Miners fear that invoking their rights “will result in their eventual demotion or termination from work, and thus make it difficult to find future work,” according to the comments from the Appalachian Citizens’ Law Center Inc.
The coal mining industry disputes that access is an issue. A representative for Murray Energy, the fourth-largest coal-mining company in the U.S., said that its mines post information about where X-rays are available and grant access to NIOSH’s mobile screening van.
Jason D. Witt, Murray’s assistant general counsel, also said that the mines only know about the diagnosis if a miner exercises Part 90 rights.
“Murray Energy Corporation does not retaliate against miners who participate in the CWHSP or who has received a positive diagnosis, or for any other reason,” he said in an email. He said that Murray has only two miners who have ever chosen to invoke the Part 90 rights — one who is still employed, and another who recently retired.
A spokeswoman for the National Mining Association, which represents coal and other mining companies, echoed that sentiment and cited federal law that bans discrimination based on a medical evaluation.

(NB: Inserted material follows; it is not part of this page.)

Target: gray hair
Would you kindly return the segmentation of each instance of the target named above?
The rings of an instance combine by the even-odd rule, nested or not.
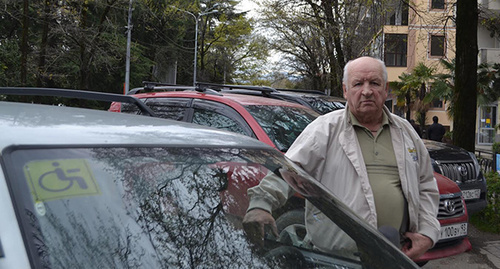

“NMA is not aware of any case where an operator has terminated a miner, or retaliated in any way, when testing showed evidence of” black lung, Ashley Burke, the association’s senior vice president for communications, said in an email.
Other issues raised included the lack of clinics certified to conduct the screenings in Western states, meaning that it’s more costly for miners to travel for the screenings or requires them to take time off.
All of the commenters agreed that barriers existed — except for one. NMA, the industry’s trade group, argued that there were no impediments at all to access, and that the best way to boost participation would be to make screening mandatory.
Another commenter, Aysha A. Bodenhamer, an assistant professor of sociology at Virginia’s Radford University who specializes in rural health issues, also said the screenings should be mandatory. That, she said, would “dissolve the power dynamic of bullying those who decide to be proactive and get screened.”
But the miners’ union and others, like the American Public Health Association, don’t think workers should be compelled to have health screenings. They maintain that the burden should be on the employers to support the screenings and naturally eliminate the perception that being screened is bad for your career.
Smith of the miners’ union said one way to address the concern about confidentiality would be for the mining companies to pay into a pool of money that would pay for screenings nationwide, rather than separate invoices for each company.
But given how hard mining companies fought last year against a tax to help fund black lung disability benefits, Smith was doubtful they would agree to pay more for the screenings.
“They’re not going to want to pay any more money into something that identifies people with black lung,” he sad.
Asked about that idea, Witt from Murray Energy replied: “We currently pay for our employees’ screenings and believe the current program to be satisfactory.”